Una società titolare di una struttura sanitaria conveniva la Regione Puglia per il risarcimento del danno patito per il mancato tempestivo rilascio dell’accreditamento istituzionale: l’istanza era stata presentata nel 1998 e l’accreditamento concesso solo nel 2006. La società chiedeva oltre 23 milioni di euro a titolo di risarcimento o, in subordine, di indebito arricchimento. Il Tribunale di Bari dichiarava il difetto di giurisdizione del giudice ordinario; la Corte d’appello di Bari confermava, attribuendo la controversia al giudice amministrativo. La società ricorreva per cassazione con un unico motivo; la Terza Sezione civile rimetteva la causa alle Sezioni Unite.

La motivazione

Il ricorso è infondato. I rapporti tra le ASL e le strutture sanitarie private sono concessioni di pubblico servizio, e il regime dell’accreditamento introdotto dall’art. 8 del d.lgs. n. 502/1992 non ne ha mutato la natura concessoria: la struttura accreditata è inserita in modo continuativo nell’organizzazione della P.A. come soggetto erogatore di un servizio pubblico.

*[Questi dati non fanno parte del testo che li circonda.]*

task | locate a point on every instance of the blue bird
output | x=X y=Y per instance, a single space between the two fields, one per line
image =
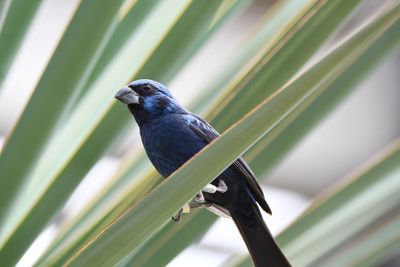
x=171 y=135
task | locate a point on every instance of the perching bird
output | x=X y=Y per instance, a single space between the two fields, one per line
x=171 y=136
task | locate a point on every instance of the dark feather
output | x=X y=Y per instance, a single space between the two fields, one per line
x=208 y=134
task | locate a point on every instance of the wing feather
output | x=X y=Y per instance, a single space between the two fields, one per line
x=206 y=132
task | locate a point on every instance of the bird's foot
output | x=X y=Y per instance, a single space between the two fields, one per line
x=187 y=207
x=178 y=216
x=210 y=188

In continuità con Cass., Sezioni Unite, n. 8693/2026, la domanda di risarcimento del danno da ritardato rilascio dell’accreditamento appartiene al giudice amministrativo, perché l’accreditamento è una concessione — fondata su una valutazione discrezionale dei requisiti e del quadro complessivo dell’offerta sanitaria — che attribuisce una facoltà prima inesistente, non la rimozione di un limite a un diritto preesistente.

Né il danno prospettato è riconducibile alla lesione dell’affidamento sulla correttezza dell’attività provvedimentale della P.A. — comunque devoluta alla giurisdizione esclusiva del giudice amministrativo nelle materie a lui riservate ex art. 133 c.p.a. —, che presuppone l’esistenza di un provvedimento solo apparentemente legittimo, e non il mero auspicio della sua adozione. Solo al di fuori delle materie di giurisdizione esclusiva la domanda per lesione dell’affidamento sulla legittimità di un provvedimento ampliativo o sulla correttezza della condotta della P.A. compete al giudice ordinario, come lesione del diritto soggettivo all’autodeterminazione negoziale.

Esito: rigetta il ricorso, con condanna della ricorrente alle spese del giudizio di legittimità (8.000 euro oltre accessori) in favore della Regione Puglia.

Implicazioni pratiche

Chi agisce per il danno da ritardato (o mancato) rilascio dell’accreditamento sanitario deve rivolgersi al giudice amministrativo: l’accreditamento è una concessione, non la rimozione di un ostacolo a un diritto già esistente, e la relativa controversia risarcitoria rientra nella giurisdizione del G.A. La distinzione operativa è tra lesione dell’affidamento e illegittimità dell’atto: nelle materie di giurisdizione esclusiva del giudice amministrativo (art. 133 c.p.a.) anche la domanda fondata sull’affidamento resta al G.A.; solo fuori da quelle materie la lesione dell’affidamento sulla correttezza della condotta della P.A. compete al giudice ordinario, come lesione del diritto soggettivo all’autodeterminazione nelle scelte che comportano impegno di risorse. Attenzione, infine, al presupposto dell’affidamento tutelabile: occorre un provvedimento almeno apparentemente adottato, non il semplice auspicio che l’atto favorevole venga emesso; la mera aspettativa al rilascio non fonda, da sola, una domanda risarcitoria davanti al giudice ordinario.